About half of the DPP participants were African American, American Indian, Asian American, Pacific Islander, or Hispanic American/Latino, because of the high risk of Type 2 diabetes in those groups. The DPP lifestyle intervention included brisk walking for 30 minutes five days a week, lowered fat and calorie intake, and a weight-reduction goal of 7 percent of body weight. Those who took metformin, and those in the placebo group, received information on exercise and diet.
In just three years, the risk of developing Type 2 diabetes was reduced by 58 percent among those in the lifestyle change group, and 31 percent in the metformin group.
The new study's computer model shows that a lifestyle-change program could delay the onset of diabetes by an average of 11 years and reduce the risk of developing diabetes by 20 percent, when compared with no intervention. Twice-daily doses of 850 milligrams of metformin would delay the onset by 3 years, on average, and lead to an 8 percent reduction in the overall risk of diabetes.
Neither intervention would prevent every case of diabetes. But both approaches would spare many individuals, and society, the costs of long-term blood-sugar monitoring and medications, and the cost of treating the expensive complications of diabetes that may occur later in life, including blindness, kidney failure, disabling nerve damage and heart disease.
The result would be a better quality of life, and longer life, than many would have otherwise had. The researchers used a measure called a "quality adjusted life year" or QALY to calculate how diabetes and its complications, or delaying the onset of diabetes, would affect the length and quality of a person's life.
"The QALY measure is often used to evaluate whether spending money on a treatment is worthwhile for society," explains Herman, a professor of internal medicine at the U-M Medical School and of epidemiology at the U-M School of Public Health. "Preventive steps that cost less than $20,000 per QALY are generally considered affordable. There's debate over the value of treatments that cost more than that.

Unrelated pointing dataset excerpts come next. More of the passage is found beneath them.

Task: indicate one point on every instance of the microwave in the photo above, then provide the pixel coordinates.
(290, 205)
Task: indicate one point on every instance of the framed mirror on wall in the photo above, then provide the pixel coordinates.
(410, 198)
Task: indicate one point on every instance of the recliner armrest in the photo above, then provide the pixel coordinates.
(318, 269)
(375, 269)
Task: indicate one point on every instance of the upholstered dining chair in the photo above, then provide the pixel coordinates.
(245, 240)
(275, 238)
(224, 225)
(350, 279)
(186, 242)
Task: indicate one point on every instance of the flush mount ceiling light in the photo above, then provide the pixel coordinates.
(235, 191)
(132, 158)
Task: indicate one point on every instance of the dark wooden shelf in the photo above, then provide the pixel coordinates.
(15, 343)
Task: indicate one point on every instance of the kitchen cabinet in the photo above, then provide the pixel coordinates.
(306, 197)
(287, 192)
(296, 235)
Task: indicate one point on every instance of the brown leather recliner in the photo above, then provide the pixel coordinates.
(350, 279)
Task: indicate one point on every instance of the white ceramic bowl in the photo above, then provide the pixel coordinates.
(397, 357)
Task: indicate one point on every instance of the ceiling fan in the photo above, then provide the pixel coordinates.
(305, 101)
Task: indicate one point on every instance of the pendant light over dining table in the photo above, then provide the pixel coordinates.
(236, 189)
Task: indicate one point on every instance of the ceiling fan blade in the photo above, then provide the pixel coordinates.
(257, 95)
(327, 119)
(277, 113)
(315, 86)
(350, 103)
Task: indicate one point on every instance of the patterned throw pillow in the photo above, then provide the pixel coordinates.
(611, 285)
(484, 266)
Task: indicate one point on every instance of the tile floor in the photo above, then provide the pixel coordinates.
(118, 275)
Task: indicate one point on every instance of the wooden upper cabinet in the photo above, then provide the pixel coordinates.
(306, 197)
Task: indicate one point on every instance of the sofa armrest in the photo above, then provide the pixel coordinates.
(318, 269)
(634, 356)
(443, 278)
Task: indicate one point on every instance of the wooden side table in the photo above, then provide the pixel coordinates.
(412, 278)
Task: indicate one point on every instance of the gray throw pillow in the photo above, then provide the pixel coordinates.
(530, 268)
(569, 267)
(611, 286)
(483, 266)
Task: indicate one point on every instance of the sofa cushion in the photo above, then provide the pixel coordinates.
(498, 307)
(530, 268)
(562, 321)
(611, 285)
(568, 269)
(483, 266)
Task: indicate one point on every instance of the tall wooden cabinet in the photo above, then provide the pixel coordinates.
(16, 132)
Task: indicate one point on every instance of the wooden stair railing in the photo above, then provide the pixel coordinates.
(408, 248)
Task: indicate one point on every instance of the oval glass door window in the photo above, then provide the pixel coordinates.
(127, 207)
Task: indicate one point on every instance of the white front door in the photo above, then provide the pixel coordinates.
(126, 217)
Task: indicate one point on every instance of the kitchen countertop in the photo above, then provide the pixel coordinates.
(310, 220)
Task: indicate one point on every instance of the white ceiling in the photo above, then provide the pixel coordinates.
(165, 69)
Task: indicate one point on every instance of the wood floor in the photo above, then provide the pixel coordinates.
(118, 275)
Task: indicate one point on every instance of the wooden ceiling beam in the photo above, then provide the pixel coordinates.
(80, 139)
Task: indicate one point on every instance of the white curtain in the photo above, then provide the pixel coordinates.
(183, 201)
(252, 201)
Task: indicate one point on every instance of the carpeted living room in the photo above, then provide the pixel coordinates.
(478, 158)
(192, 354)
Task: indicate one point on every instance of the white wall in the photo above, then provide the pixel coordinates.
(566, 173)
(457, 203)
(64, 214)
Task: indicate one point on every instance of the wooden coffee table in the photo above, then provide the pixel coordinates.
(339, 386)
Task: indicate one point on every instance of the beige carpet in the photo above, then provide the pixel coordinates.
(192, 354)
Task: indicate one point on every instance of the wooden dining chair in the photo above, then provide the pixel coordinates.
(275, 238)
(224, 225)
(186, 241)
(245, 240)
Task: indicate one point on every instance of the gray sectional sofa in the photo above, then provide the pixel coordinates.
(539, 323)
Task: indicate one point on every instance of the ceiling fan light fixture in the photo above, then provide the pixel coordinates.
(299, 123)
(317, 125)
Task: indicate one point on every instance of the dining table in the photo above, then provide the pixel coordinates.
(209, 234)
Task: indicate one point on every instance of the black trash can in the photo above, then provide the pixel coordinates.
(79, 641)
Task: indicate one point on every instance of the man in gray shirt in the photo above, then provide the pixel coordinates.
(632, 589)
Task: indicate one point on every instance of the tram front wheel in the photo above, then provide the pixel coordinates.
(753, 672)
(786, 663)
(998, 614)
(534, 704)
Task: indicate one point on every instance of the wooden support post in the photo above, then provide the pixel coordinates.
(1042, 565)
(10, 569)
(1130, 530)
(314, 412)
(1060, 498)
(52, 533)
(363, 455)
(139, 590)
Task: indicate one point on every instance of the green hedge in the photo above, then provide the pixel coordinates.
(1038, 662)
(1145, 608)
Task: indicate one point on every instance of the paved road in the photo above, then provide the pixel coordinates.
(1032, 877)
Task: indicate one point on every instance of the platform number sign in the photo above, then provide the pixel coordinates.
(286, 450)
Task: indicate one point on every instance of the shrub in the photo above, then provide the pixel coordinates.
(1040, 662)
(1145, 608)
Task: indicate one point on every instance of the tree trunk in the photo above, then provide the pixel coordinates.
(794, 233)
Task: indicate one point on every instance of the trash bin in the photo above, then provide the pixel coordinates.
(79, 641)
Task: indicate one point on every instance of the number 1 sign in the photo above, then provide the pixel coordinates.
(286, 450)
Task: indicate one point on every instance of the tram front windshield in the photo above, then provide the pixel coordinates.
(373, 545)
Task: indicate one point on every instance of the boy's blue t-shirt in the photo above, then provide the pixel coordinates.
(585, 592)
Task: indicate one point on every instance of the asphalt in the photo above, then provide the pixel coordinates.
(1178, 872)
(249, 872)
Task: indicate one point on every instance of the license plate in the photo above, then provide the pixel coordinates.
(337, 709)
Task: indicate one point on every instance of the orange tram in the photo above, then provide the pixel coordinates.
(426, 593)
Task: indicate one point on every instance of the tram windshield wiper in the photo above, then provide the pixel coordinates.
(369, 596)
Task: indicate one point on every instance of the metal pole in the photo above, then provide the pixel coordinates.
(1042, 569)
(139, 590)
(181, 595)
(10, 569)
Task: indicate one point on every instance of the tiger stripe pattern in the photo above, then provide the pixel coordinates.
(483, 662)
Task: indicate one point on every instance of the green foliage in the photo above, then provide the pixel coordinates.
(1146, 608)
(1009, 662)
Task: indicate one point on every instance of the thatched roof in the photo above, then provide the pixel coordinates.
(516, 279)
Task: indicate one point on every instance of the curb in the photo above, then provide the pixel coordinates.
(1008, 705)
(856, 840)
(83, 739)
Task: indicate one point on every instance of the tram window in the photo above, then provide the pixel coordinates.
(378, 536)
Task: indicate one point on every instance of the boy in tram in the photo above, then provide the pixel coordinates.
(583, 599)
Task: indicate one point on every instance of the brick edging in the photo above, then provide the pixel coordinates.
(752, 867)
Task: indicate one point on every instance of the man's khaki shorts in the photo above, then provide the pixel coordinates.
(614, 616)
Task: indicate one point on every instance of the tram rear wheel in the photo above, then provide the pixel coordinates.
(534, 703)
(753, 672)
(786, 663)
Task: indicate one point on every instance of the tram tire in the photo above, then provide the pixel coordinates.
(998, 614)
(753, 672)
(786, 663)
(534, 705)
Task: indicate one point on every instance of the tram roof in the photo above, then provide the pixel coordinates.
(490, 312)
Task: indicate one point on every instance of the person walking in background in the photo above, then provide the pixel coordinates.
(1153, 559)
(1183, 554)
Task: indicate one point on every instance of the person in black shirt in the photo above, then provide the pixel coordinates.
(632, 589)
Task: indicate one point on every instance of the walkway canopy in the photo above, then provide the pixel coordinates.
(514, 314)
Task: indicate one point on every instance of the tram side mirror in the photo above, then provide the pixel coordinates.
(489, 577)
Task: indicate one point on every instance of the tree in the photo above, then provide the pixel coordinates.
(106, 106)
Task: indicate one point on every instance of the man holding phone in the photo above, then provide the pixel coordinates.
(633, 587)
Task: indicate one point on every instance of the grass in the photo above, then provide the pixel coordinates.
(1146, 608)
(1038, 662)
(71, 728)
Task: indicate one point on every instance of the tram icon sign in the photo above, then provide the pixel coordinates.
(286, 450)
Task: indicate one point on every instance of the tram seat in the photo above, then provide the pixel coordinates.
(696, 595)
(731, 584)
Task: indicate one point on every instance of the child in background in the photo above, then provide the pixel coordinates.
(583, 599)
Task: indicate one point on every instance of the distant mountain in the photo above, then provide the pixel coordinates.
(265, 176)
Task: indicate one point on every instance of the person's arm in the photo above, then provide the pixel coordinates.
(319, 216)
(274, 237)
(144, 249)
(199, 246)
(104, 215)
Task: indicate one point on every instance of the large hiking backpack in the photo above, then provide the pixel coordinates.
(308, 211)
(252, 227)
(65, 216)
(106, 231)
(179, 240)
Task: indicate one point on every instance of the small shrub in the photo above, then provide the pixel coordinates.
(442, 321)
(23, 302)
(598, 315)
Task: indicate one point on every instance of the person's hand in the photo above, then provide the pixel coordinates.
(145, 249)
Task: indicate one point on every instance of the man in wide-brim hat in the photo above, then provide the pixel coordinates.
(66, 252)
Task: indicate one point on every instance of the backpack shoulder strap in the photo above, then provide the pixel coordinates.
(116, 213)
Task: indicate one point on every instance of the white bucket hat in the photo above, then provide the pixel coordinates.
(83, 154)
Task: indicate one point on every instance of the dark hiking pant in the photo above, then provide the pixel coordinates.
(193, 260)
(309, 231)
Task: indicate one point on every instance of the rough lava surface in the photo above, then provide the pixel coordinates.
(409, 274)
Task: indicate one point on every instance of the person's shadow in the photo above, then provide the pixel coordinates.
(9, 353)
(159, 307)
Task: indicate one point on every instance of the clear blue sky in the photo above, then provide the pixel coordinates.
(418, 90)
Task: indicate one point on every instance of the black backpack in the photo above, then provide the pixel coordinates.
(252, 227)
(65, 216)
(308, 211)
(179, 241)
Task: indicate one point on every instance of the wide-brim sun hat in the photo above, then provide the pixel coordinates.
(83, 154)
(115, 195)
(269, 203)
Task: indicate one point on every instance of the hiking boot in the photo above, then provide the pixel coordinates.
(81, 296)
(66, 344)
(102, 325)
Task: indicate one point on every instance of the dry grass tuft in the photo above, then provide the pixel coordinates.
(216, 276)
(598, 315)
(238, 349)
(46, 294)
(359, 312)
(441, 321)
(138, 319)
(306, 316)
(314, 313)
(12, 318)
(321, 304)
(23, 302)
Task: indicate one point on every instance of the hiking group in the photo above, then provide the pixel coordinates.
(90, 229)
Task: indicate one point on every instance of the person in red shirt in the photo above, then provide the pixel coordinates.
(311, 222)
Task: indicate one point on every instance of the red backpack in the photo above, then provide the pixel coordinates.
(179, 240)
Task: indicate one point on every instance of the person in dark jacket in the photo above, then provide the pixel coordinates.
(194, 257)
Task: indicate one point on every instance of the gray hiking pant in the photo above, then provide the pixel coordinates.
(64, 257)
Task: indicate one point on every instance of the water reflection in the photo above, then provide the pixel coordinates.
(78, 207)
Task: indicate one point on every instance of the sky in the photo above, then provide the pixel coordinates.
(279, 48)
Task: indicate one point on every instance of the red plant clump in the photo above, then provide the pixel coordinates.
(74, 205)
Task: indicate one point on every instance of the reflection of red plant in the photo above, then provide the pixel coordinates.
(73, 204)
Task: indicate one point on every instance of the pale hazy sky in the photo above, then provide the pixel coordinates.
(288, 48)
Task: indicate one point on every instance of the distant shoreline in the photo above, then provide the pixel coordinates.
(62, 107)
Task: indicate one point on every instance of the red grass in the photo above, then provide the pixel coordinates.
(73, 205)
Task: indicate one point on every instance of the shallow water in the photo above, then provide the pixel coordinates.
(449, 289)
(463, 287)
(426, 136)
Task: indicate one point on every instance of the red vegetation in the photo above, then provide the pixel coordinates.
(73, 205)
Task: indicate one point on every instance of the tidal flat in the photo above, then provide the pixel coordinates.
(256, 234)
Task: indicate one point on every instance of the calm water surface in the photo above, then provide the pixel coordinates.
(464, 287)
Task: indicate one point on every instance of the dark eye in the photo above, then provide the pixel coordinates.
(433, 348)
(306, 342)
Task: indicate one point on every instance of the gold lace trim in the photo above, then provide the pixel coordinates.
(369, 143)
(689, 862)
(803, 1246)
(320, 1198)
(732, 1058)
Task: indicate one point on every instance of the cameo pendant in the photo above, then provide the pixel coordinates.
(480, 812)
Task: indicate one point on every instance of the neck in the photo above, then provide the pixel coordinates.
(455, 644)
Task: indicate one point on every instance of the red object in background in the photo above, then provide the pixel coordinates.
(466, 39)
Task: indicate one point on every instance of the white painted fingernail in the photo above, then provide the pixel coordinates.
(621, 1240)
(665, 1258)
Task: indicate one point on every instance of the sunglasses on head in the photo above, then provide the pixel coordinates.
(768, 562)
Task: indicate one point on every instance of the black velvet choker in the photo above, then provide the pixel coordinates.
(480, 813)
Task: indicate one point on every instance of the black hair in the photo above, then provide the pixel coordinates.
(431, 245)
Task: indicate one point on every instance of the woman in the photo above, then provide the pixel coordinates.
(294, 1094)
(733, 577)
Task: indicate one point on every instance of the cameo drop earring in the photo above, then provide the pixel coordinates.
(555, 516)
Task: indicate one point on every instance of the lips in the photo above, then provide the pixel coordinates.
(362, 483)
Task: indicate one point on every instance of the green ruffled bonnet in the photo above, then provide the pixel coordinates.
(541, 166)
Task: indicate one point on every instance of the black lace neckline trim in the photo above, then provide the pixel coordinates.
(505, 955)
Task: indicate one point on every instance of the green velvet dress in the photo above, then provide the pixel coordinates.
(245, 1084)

Those over $100,000 are often considered to be too expensive."
The new analysis showed that, over a lifetime, intensive lifestyle interventions for people with pre-diabetes would cost society $8,800 for every QALY saved, making it highly cost-effective.
This number includes costs of both the intervention and of an individual's medical care for all conditions, related to diabetes or not. If the lifestyle efforts were done in small groups rather than one-on-one, the cost would be less. And even if the diabetes-delaying effects of the lifestyle intervention were half of what was observed in the DPP, the effort would still be cost-effective.
On the other hand, giving people with pre-diabetes doses of metformin to reduce their blood sugar would cost society $29,000 per QALY saved, if the brand-name drug Glucophage was used, the researchers found. If a generic equivalent drug was used, the cost would be less. Metformin was still within the cost-effective range for most people, except those over age 65.
The researchers also calculated the direct medical costs (or savings) of the intervention (lifestyle change, medication or placebo) and the direct cost of diabetes care and treatment of complications.
In this analysis, the lifestyle-modification option would actually cost less than placebo for people between the ages of 25 and 44; for people who took part in group sessions rather than individual sessions; and even for people who got half as much benefit from the program as DPP participants.
In addition to Herman, the study's authors are Thomas Hoerger, Ph.D., Michael Brandle, M.D., M.S., Katherine Hicks, M.S., Stephen Sorenson, Ph.D., Ping Zhang, Ph.D., Richard Hamman, M.D., Dr.PH., Ronald Ackerman, M.D., MPH, Michael Englegau, M.D., M.S. and Robert Ratner, M.D., for the DPP Research Group. The editorial accompanying the paper is by Jaakko Tuomilehto, M.D., Ph.D., MPolSc, of the University of Helsinki, Finland.